Section 192A of the Companies Act, 1956, ushered in by the Companies (Amendment) Act, 2000, provides for:

A mandatory regime of postal ballot in respect of matters which the government deems seminal or significant;

An optional regime of postal ballot in respect of other matters requiring shareholders' consent.

The move was hailed as a step in the direction of fostering shareholder democracy. To be sure, it has several pluses. First, it overcomes the couldn't-care-less attitude of those shareholders who do not hold significant stakes so as to be movers and shakers at the company meetings.

For a company itself, it is a cost saver given the fact that a general meeting entails considerable expenses. The only expenses it incurs under the postal ballot regime are remuneration of the scrutiniser and the postal expenses. There can be considerable savings in postal expenses should a company go for the electronic mode of ascertaining shareholders' consent or dissent to a proposal by posting the issue on its Web site which of course must be tinker-proof in design and operation.

The drawbacks

But the most important drawback of the regime is it explicitly does away with the requirement of holding a meeting. In the event, a company management squirming uncomfortably at the prospect of facing a barrage of inconvenient questions from informed shareholders or a proxy packaged as a shareholder can squelch those questions even before they are asked!
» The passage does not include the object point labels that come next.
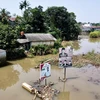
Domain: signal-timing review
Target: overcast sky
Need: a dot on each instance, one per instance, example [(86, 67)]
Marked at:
[(85, 10)]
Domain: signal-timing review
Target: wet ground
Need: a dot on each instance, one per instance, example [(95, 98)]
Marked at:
[(82, 83)]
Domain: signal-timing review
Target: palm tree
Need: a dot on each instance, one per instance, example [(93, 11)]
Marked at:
[(24, 4), (4, 16)]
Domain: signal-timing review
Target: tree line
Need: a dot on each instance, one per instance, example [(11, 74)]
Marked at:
[(54, 20)]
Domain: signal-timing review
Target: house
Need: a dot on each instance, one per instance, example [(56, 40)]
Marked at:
[(12, 20), (36, 39), (86, 27)]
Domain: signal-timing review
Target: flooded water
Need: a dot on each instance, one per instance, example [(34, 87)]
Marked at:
[(82, 83), (87, 45)]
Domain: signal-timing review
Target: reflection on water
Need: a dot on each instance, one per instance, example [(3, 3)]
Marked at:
[(82, 83), (64, 95), (86, 86), (87, 45), (8, 77)]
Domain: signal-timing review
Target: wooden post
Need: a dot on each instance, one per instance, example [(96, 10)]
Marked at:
[(64, 74), (45, 81)]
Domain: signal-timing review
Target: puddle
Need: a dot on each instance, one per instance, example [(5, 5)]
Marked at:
[(87, 45), (82, 83)]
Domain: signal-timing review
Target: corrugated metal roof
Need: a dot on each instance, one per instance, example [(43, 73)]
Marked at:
[(22, 40), (1, 50), (39, 37)]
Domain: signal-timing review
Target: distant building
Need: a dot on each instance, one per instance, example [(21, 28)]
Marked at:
[(86, 27), (36, 39), (89, 27)]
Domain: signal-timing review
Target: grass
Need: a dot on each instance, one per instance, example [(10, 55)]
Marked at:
[(77, 60), (89, 58)]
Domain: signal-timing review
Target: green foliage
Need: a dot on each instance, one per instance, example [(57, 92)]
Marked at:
[(95, 34), (7, 37), (57, 44), (41, 49), (54, 51), (64, 21)]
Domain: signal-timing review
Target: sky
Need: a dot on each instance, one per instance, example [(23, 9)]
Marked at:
[(85, 10)]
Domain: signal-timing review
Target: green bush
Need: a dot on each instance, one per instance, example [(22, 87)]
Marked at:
[(57, 44), (95, 34), (54, 51)]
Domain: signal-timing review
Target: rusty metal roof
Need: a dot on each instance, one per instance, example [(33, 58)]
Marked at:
[(39, 37)]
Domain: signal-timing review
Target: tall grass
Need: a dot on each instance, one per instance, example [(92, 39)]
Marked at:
[(95, 34)]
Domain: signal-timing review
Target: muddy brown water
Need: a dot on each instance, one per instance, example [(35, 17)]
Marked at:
[(87, 45), (82, 83)]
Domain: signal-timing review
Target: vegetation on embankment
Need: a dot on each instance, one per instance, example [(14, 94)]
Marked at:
[(89, 58), (95, 34), (77, 60)]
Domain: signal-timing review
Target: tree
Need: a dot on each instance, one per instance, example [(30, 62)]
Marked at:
[(24, 4), (64, 21), (4, 16), (7, 37), (35, 18)]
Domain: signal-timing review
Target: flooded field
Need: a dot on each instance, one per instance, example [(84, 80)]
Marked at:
[(82, 83)]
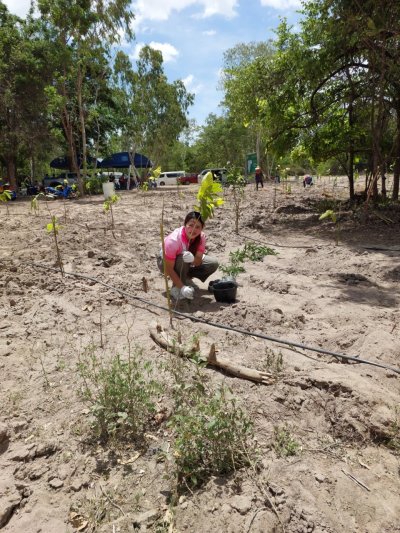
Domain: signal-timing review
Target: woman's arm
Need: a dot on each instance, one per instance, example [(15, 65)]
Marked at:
[(170, 268), (198, 259)]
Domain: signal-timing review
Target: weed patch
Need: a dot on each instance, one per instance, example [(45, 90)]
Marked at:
[(120, 394), (213, 435)]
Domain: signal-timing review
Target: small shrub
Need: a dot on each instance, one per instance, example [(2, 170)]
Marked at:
[(273, 362), (212, 433), (394, 440), (251, 252), (284, 444), (119, 392)]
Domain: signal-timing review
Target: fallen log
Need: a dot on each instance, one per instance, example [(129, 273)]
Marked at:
[(175, 346)]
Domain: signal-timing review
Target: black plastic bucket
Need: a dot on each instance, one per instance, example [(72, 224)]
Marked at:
[(224, 291)]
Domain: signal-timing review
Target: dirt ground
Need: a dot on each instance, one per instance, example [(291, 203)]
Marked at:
[(344, 415)]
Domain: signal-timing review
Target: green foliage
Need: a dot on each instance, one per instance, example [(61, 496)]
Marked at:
[(110, 201), (209, 197), (5, 196), (93, 184), (251, 252), (53, 226), (393, 442), (273, 362), (212, 434), (284, 444), (329, 214), (119, 392), (35, 203)]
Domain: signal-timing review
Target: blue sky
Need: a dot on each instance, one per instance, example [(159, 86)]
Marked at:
[(193, 35)]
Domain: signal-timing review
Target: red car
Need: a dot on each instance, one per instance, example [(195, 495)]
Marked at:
[(186, 180)]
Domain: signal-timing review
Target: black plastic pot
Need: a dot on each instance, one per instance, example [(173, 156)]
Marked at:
[(223, 290)]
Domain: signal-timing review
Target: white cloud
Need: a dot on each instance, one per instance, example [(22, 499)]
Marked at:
[(169, 52), (281, 4), (18, 7), (161, 9), (191, 86)]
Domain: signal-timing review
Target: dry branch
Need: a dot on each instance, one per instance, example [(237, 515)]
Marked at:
[(176, 347)]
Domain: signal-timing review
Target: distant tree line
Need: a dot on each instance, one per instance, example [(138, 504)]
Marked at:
[(322, 99)]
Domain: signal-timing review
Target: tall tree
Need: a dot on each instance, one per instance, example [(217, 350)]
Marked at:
[(84, 30), (25, 68), (155, 111)]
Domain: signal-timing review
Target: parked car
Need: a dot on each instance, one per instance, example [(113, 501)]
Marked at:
[(170, 178), (219, 174), (54, 181), (188, 178)]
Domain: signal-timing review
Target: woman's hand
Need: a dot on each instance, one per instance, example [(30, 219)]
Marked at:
[(188, 257)]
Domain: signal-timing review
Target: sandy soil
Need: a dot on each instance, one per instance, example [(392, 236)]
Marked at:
[(344, 415)]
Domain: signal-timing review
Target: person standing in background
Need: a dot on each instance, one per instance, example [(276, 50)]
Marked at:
[(259, 177)]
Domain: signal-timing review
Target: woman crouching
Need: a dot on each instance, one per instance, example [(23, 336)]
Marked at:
[(185, 257)]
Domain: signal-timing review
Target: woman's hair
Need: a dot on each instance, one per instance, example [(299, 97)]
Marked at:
[(194, 244), (194, 215)]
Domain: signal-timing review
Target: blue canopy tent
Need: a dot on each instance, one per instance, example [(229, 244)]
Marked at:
[(123, 160), (64, 162)]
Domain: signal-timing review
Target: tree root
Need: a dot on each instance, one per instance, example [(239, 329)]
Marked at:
[(175, 346)]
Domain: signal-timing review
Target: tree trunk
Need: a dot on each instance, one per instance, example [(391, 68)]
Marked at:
[(11, 165), (81, 187), (396, 169)]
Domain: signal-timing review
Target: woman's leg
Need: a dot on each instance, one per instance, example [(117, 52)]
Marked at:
[(202, 272), (186, 272)]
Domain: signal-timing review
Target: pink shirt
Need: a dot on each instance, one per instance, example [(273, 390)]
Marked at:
[(177, 243)]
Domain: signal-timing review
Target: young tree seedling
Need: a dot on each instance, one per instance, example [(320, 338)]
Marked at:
[(238, 183), (53, 227), (5, 196), (107, 206), (332, 215), (209, 197)]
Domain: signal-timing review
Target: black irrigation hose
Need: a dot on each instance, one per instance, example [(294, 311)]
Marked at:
[(271, 244), (223, 326)]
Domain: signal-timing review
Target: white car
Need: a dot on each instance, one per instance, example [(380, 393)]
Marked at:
[(170, 178), (219, 174)]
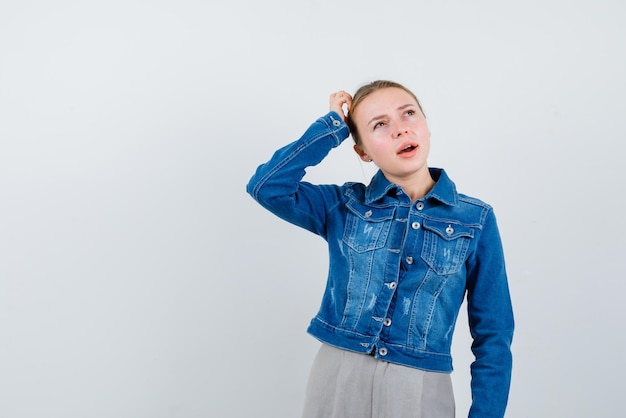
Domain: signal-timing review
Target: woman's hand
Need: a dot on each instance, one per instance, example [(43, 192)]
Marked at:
[(337, 102)]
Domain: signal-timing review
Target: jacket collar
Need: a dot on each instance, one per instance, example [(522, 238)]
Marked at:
[(444, 189)]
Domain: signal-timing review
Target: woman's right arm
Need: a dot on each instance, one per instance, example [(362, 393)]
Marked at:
[(277, 185)]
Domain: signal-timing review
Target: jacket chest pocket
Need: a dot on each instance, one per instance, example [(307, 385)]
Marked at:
[(445, 245), (366, 228)]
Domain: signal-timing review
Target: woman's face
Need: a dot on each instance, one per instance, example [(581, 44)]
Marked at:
[(393, 133)]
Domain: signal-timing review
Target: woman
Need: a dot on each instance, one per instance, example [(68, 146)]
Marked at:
[(404, 252)]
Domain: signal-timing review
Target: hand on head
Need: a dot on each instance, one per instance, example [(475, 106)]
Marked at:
[(337, 102)]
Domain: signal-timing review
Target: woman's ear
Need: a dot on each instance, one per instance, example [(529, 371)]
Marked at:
[(362, 154)]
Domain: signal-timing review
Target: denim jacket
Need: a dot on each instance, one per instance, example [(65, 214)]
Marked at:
[(399, 269)]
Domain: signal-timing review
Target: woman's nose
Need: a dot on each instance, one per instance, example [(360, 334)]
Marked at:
[(400, 132)]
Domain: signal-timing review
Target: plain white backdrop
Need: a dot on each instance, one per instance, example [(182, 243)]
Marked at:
[(137, 279)]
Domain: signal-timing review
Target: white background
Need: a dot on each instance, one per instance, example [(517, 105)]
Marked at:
[(137, 279)]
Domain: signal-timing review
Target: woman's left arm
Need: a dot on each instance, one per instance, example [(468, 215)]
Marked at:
[(491, 323)]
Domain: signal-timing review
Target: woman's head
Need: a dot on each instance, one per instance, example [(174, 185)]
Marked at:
[(390, 129), (365, 91)]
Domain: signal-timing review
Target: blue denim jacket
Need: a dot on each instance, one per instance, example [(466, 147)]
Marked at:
[(399, 270)]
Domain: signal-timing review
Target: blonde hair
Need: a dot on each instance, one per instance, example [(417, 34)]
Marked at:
[(364, 91)]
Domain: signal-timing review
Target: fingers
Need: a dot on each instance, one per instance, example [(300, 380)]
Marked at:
[(340, 102)]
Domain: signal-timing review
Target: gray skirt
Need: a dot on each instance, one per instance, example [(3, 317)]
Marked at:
[(343, 384)]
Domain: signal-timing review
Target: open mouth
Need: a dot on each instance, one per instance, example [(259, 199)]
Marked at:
[(406, 149)]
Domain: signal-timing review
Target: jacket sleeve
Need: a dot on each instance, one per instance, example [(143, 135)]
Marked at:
[(277, 185), (491, 324)]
What is more, the shareholders have only one side of the story the management's. The explanatory statement accompanying the resolution has always normally been a company's mouthpiece. But when resolutions are passed at meetings, a resolution is preceded by debate, which often throws up a lot more information, things that do not meet the eye.

Not uncommonly, the fate of a resolution is determined at the last minute what with the garden-variety shareholders making up their minds after hearing both the sides. This is all the more so when their votes matter, which happens when the rival groups of dominant shareholders have almost equal shareholding clout. The situation envisaged is akin to the one often witnessed in the political arena where fence sitters make all the difference to the results of the hustings. Close fight or other, the point is information should not be one-sided. Only a meeting can ensure that an issue is analysed threadbare in all its ramifications before it is voted upon.

Since Section 192A overrides all the preceding sections, including Section 166 dealing with Annual General Meetings (AGM), one may wonder whether a company management can avoid this annual affair (ritual?) by latching on to the optional regime of postal ballot for all the items of ordinary business transacted at an AGM.

Should this happen the accounts would be circulated to the shareholders for their adoption, the directors and auditors would be appointed by the shareholders from the comfort of their home and the dividend proposal would be given a thumbs up willy-nilly through post.

In that event, the shareholders cannot remonstrate with the directors for a better reward, the accounts cannot be debated much less questioned and candidates for the office of directorship cannot be made to bear scrutiny by the shareholders in terms of an informed debate.

Shareholder democracy

All these have to be accomplished through a laconic tick on the consent or dissent columns of the ballot paper, thus subverting shareholders' democracy and marginalising the garden-variety shareholders even further. One may dismiss these fears as chimerical and imaginary, a product of an overwrought mind.

But the way Section 192A(1) has been couched, the situation visualised is entirely in the realm of possibility despite the smug discounting of this possibility by the department vide its Circular No. 16 dated July 24, 2001, on the ground that holding of an AGM is mandatory in terms of Section 166.

It has not occurred to the department that the mandatory character of this solemn requirement has been diluted, nay overruled, by Section 192A so much so that a company intent on ducking the shareholders can do away with the AGM as well.